2024-09-21

The Variabilities of Dopamine (₯) - PART III: CL:0000700 & SIO:000823

dopaminergic neurons (DAN) & curiosity
In the intricate drama of the brain, where countless characters play their parts, the dopaminergic neurons (DAN) emerge as the leading actors. These neurons, with their insatiable appetite for novelty and puzzle-solving, resemble a cerebral Sherlock Holmes, ever on the hunt for the new and the intriguing. Their steadfast companion, the neurotransmitter dopamine, the supporting role, supports them in this relentless quest, ensuring that curiosity and neuronal activity are seamlessly intertwined.

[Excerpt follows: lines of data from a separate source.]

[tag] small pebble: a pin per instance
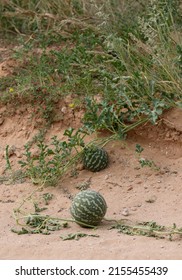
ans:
(125, 212)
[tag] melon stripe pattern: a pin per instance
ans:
(88, 207)
(95, 159)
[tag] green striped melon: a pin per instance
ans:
(88, 208)
(95, 159)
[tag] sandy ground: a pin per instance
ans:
(143, 193)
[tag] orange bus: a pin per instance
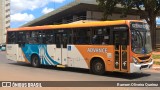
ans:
(116, 46)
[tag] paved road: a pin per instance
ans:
(12, 71)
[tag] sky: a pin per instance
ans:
(23, 11)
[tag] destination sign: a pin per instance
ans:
(139, 25)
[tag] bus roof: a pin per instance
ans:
(74, 25)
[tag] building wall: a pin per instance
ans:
(4, 19)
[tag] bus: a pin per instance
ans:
(2, 47)
(100, 46)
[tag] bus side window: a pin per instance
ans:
(82, 36)
(12, 39)
(21, 38)
(50, 37)
(101, 36)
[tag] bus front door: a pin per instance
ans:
(61, 48)
(120, 41)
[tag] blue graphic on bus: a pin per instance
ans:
(41, 51)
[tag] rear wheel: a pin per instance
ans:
(35, 61)
(98, 67)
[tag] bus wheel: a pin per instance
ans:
(35, 61)
(98, 67)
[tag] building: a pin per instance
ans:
(87, 10)
(4, 19)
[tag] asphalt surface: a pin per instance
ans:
(13, 71)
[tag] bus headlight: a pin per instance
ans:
(135, 60)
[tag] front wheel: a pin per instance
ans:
(98, 67)
(35, 61)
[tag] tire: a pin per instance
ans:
(35, 61)
(98, 67)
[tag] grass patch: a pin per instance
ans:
(156, 56)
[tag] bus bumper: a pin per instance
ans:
(140, 67)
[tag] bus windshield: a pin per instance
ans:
(141, 38)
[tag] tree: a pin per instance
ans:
(147, 9)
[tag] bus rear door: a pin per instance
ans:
(61, 48)
(120, 41)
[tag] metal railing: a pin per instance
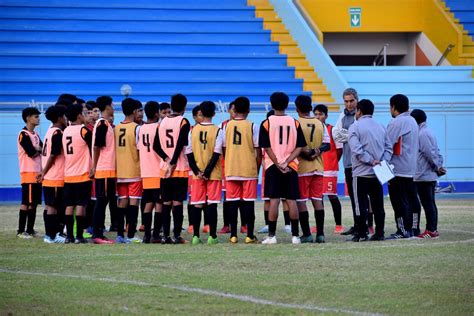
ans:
(381, 56)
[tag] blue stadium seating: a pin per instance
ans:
(214, 49)
(464, 11)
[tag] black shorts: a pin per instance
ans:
(174, 189)
(151, 196)
(77, 193)
(280, 185)
(53, 196)
(31, 193)
(106, 187)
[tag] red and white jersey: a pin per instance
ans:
(331, 163)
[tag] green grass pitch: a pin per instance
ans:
(408, 277)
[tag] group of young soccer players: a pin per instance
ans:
(87, 163)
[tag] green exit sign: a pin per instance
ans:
(355, 16)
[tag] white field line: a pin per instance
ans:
(243, 298)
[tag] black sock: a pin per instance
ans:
(166, 216)
(196, 221)
(22, 217)
(294, 227)
(31, 220)
(271, 228)
(286, 215)
(249, 210)
(69, 219)
(120, 221)
(147, 219)
(177, 220)
(265, 216)
(211, 211)
(53, 224)
(98, 217)
(370, 219)
(132, 218)
(190, 214)
(233, 217)
(336, 209)
(225, 214)
(304, 222)
(157, 224)
(319, 215)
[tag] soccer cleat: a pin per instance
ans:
(306, 239)
(350, 231)
(269, 240)
(320, 239)
(23, 235)
(212, 241)
(196, 241)
(295, 240)
(428, 235)
(179, 240)
(376, 237)
(190, 229)
(80, 241)
(120, 240)
(249, 240)
(263, 230)
(338, 229)
(371, 230)
(166, 240)
(48, 240)
(134, 240)
(224, 230)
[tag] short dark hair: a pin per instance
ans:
(178, 103)
(208, 108)
(279, 101)
(419, 116)
(321, 108)
(71, 98)
(366, 107)
(400, 103)
(304, 103)
(242, 105)
(73, 111)
(103, 101)
(151, 109)
(54, 112)
(164, 106)
(196, 109)
(128, 106)
(29, 111)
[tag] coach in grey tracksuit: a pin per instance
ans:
(402, 133)
(429, 168)
(340, 133)
(368, 142)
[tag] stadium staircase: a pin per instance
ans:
(213, 49)
(462, 13)
(430, 84)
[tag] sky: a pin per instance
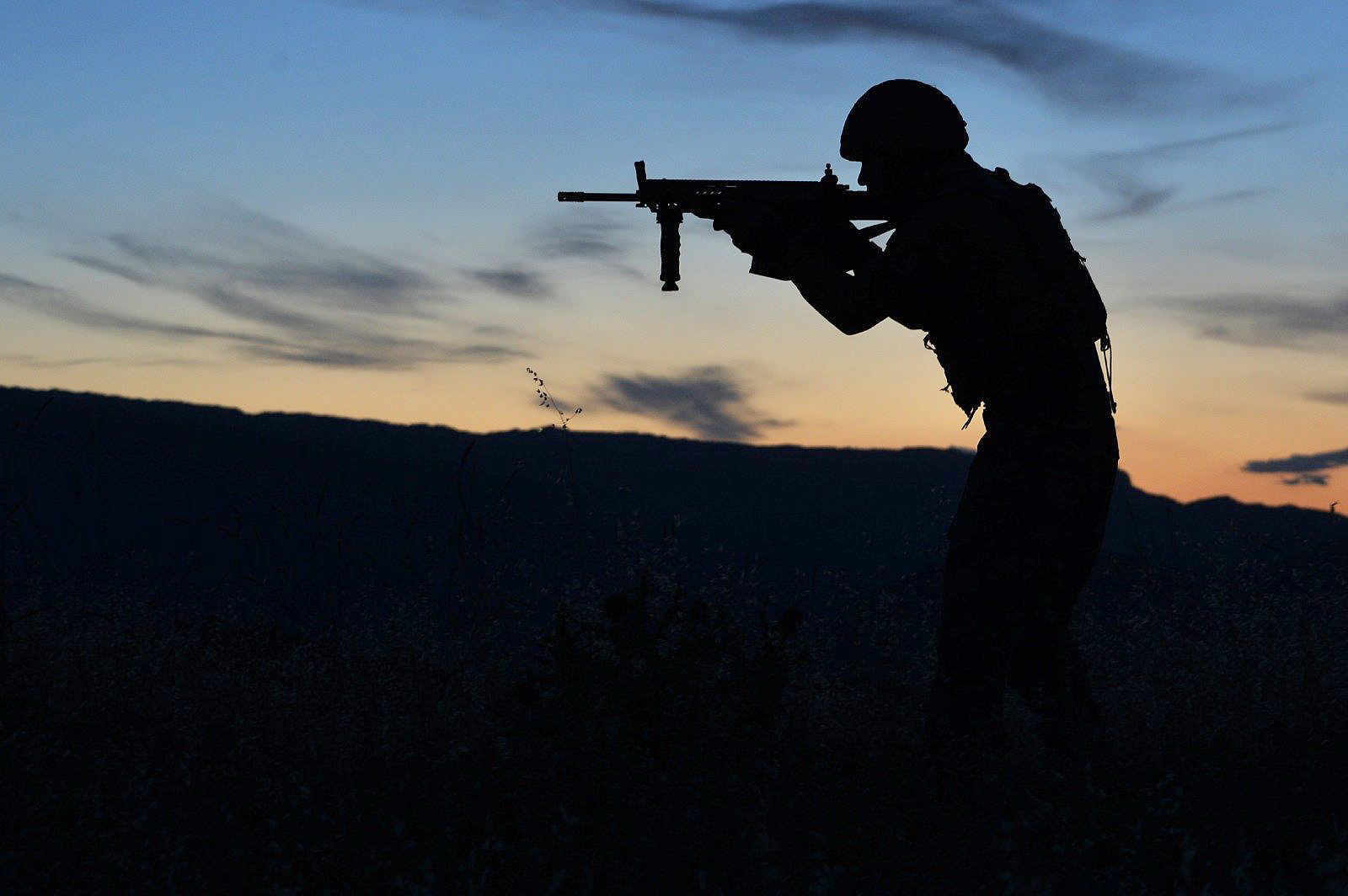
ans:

However, as with all compelling narratives, there is a twist. With the passage of time, these once-vibrant neurons begin to falter, their capacity for seeking out novelty diminishing. This decline in curiosity, a poignant reflection of our own aging, prompts a profound inquiry: what are the neural mechanisms behind this gradual loss? What hidden processes cause our inner Holmes to lose his fervor for the unknown?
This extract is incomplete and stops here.